Além disso, também foi possível estabelecer a “largura de banda ocupada” dos neandertais, que está associado ao sistema de comunicação que um animal pode usar. Quanto mais larga, maior o número de sinais acústicos usados ​​no sistema de comunicação oral de uma espécie, e as análises mostraram que os neandertais possuíam que essa largura de banda é muito semelhante ao dos Homo sapiens.

A presença de capacidades auditivas semelhantes, particularmente a largura de banda, demonstra que os Neandertais possuíam um sistema de comunicação tão complexo e eficiente como a fala humana moderna.

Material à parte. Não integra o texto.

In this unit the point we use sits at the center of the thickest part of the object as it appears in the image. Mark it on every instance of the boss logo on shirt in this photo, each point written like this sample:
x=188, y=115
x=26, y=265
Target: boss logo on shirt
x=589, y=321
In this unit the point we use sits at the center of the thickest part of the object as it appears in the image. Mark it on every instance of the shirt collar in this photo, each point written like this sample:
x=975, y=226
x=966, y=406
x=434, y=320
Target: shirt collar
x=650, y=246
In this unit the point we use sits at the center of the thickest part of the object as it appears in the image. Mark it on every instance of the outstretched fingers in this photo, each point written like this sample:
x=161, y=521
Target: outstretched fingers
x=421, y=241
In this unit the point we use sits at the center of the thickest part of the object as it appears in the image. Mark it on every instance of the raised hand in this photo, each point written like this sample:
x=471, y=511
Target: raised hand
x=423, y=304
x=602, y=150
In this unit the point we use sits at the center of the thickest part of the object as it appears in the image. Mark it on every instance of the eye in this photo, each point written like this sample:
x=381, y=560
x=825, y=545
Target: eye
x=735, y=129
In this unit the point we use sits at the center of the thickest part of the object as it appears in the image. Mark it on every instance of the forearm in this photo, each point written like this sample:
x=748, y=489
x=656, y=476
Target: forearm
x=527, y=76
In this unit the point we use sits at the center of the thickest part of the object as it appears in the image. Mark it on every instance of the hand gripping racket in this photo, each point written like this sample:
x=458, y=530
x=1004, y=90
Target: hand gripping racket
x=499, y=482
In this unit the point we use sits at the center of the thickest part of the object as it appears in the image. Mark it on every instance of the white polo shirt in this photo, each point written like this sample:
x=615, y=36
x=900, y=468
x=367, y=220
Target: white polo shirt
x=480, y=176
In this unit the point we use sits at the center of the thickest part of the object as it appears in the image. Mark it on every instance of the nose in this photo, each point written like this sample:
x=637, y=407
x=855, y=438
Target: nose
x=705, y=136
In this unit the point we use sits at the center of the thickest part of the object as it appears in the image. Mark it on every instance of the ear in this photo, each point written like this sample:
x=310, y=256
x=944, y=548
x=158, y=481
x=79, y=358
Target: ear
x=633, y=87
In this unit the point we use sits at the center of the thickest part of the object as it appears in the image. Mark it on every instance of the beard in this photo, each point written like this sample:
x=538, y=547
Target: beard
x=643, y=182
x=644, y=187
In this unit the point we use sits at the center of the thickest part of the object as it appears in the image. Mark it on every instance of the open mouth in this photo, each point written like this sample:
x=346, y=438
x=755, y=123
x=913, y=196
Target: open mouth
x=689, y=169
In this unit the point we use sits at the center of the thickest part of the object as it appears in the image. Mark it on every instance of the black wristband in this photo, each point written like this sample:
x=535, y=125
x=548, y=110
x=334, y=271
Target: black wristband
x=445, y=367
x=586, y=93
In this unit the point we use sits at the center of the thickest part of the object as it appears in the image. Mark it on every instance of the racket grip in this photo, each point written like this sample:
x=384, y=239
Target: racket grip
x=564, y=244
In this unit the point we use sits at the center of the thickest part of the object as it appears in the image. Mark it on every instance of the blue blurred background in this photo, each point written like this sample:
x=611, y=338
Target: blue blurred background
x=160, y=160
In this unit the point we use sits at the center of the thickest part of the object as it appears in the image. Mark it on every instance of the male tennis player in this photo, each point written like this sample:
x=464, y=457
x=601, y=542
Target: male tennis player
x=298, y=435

Mercedes Conde-Valverde, principal autora do estudo, em comunicado

Outra descoberta do estudo é que a fala dos neandertais incluía provavelmente o aumento no uso de consoantes. Pesquisas anteriores apontavam a utilização de vogais semelhantes aos humanos modernos por esses hominídeos extintos, no entanto, o uso de consoantes permite uma maior variedade dos sinais vocais, separando-os de outros primatas.

Essa descoberta sobre os neandertais acaba coincidindo com outras pesquisas arqueológicas que mostram o quão complexos esses hominídeos poderiam ser, incluindo padrões comportamentais, mudanças tecnológicas e até mesmo algumas práticas simbólicas.